Will Wisconsin Matter in Presidential Race?
If not, that’s bad news not just for Trump but for Ron Johnson, too.
The Marquette Law School poll tends to dominate the news when it comes to political prognostications, and its last poll, while it wasn’t great news for Donald Trump, wasn’t horrible. The mid-June poll showed Hillary Clinton led Trump by 42 percent to 35 percent, compared to a bigger lead of 47 percent to 37 percent in March.
The result was a spate of articles suggesting the race was tightening or that both candidates had weaknesses, as a Journal Sentinel headline declared.
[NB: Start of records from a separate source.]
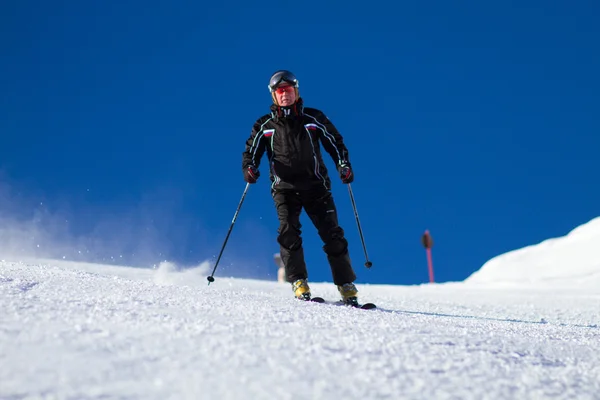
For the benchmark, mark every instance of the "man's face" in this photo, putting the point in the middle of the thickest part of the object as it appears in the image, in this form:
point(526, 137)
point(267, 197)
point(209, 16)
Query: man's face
point(286, 95)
But have the fundamental dynamics of the race here really changed? Not really, if you look at Nate Silver’s invaluable FiveThirtyEight website, which collects, weighs and adjusts all polls to come up with a model that projects who will win. Silver is famous for having correctly predicted how every state would vote in past presidential races and his analysis of Wisconsin, taking into account all 14 polls done by nine different polling organizations, shows that little has changed since last November. Trump has never led and Clinton’s margin of victory has always been pretty secure.
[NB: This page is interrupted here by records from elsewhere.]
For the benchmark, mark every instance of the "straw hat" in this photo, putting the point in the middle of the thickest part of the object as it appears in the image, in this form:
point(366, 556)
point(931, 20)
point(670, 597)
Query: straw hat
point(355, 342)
Right now Silver’s model shows Clinton with 50.5 percent of the vote and Trump with 41 percent in Wisconsin. He gives Trump just a 14.5 percent chance of winning the state. In short, Wisconsin doesn’t look like much of a swing state, its usual position, for the upcoming election.
For that matter, the national race doesn’t look very close. Sliver projects Clinton winning the popular vote 48.9 percent to 42.5 percent and winning the electoral vote 342 to 195.4. That compares to RealClearPolitics, which tends to be more careful (and historically less accurate) in its meta-analysis of the polls: it shows Clinton with a 4.6 percent popular vote lead, a 210-164 electoral vote lead, and a 7.4 percent lead in Wisconsin, all margins which are likely low.
What does this mean for Wisconsin? It means Wisconsin may not to be among the dozen or so swing states where the race is expected to be close. It means it will probably get less attention from the presidential candidates than it has in past races going back decades. It means less excitement and media coverage of the state and perhaps a lower turnout of voters.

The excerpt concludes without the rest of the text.